Für Dagdelen ist der Weg zu einer mit der UN-Charta vereinbaren Politik nur über eine stärkere Souveränität und Neutralität zu erreichen. Sie plädierte für eine demokratische Erneuerungsbewegung, die sich für ein „bezahlbares, friedliches und neutrales Deutschland“ einsetzt.

Ein Plädoyer für Empathie und Frieden

Ina Darmstädter, BSW-Kandidatin für die EU-Parlamentswahl 2024, prangerte in ihrer Rede die Missachtung der UN-Charta und den Mangel an Empathie in der Weltpolitik an. Sie betonte, dass die ursprünglichen Prinzipien von Frieden und Gerechtigkeit durch historische Ereignisse und aktuelle Entwicklungen untergraben worden seien. Darmstädter forderte einen „Charakterführerschein“ für Politiker und Wirtschaftsführer und rief dazu auf, dass „sozial veranlagte Menschen“ mehr Führungspositionen übernehmen sollten. Sie appellierte: „Runter von der Yogamatte und rein ins Parlament!“ Um dies zu fördern, sei ein Bildungssystem notwendig, das „Verantwortung und Mitgefühl“ lehre.

Ihre Vision umfasst „weltweit Friedensministerien“ und einen „UN-Friedensrat“ zur Beilegung von Konflikten. Sie schloss mit dem Aufruf, sich für ein „Forum für Frieden und Völkerrecht“ einzusetzen und die Grundprinzipien der UN-Charta – Gewaltfreiheit, Frieden, Gerechtigkeit und kollektive Sicherung – wieder in den Mittelpunkt zu rücken.

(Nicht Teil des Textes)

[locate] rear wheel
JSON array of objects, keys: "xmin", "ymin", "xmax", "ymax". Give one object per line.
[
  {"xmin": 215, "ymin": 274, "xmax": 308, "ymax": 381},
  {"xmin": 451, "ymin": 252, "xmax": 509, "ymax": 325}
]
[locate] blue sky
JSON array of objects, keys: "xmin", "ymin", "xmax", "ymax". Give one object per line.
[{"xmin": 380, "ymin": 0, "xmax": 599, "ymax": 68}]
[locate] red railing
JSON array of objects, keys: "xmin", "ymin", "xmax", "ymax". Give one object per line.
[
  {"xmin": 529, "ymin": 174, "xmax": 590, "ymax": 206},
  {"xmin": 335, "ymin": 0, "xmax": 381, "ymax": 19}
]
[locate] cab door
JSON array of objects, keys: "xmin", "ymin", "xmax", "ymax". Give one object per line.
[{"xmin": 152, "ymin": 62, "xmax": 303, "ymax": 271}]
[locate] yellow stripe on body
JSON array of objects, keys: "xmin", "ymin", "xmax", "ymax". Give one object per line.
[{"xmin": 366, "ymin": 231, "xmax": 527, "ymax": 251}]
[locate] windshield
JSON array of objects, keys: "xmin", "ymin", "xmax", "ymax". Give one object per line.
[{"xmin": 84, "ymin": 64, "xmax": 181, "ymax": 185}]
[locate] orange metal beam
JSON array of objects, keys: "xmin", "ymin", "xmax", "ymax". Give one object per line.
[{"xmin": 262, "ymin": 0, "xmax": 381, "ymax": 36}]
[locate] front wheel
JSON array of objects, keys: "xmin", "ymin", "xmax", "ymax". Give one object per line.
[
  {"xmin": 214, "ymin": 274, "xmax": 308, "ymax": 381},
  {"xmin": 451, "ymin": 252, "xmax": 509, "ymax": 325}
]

Moderator Hantke bezeichnete die Veranstaltung als eine Anti-Kriegs-Manifestation. Von der Schulenburg schloss die Veranstaltung optimistisch: Wenn der Westen sich der Charta verschreibe, würde er die Mehrheit der Welt auf seine Seite bringen: „Plötzlich werden wir ganz, ganz viele Leute finden, die ja auch für die UN-Charta sind.“ Er sieht darin eine gemeinsame Sprache und ein gemeinsames Dokument, das uns zusammenführen kann.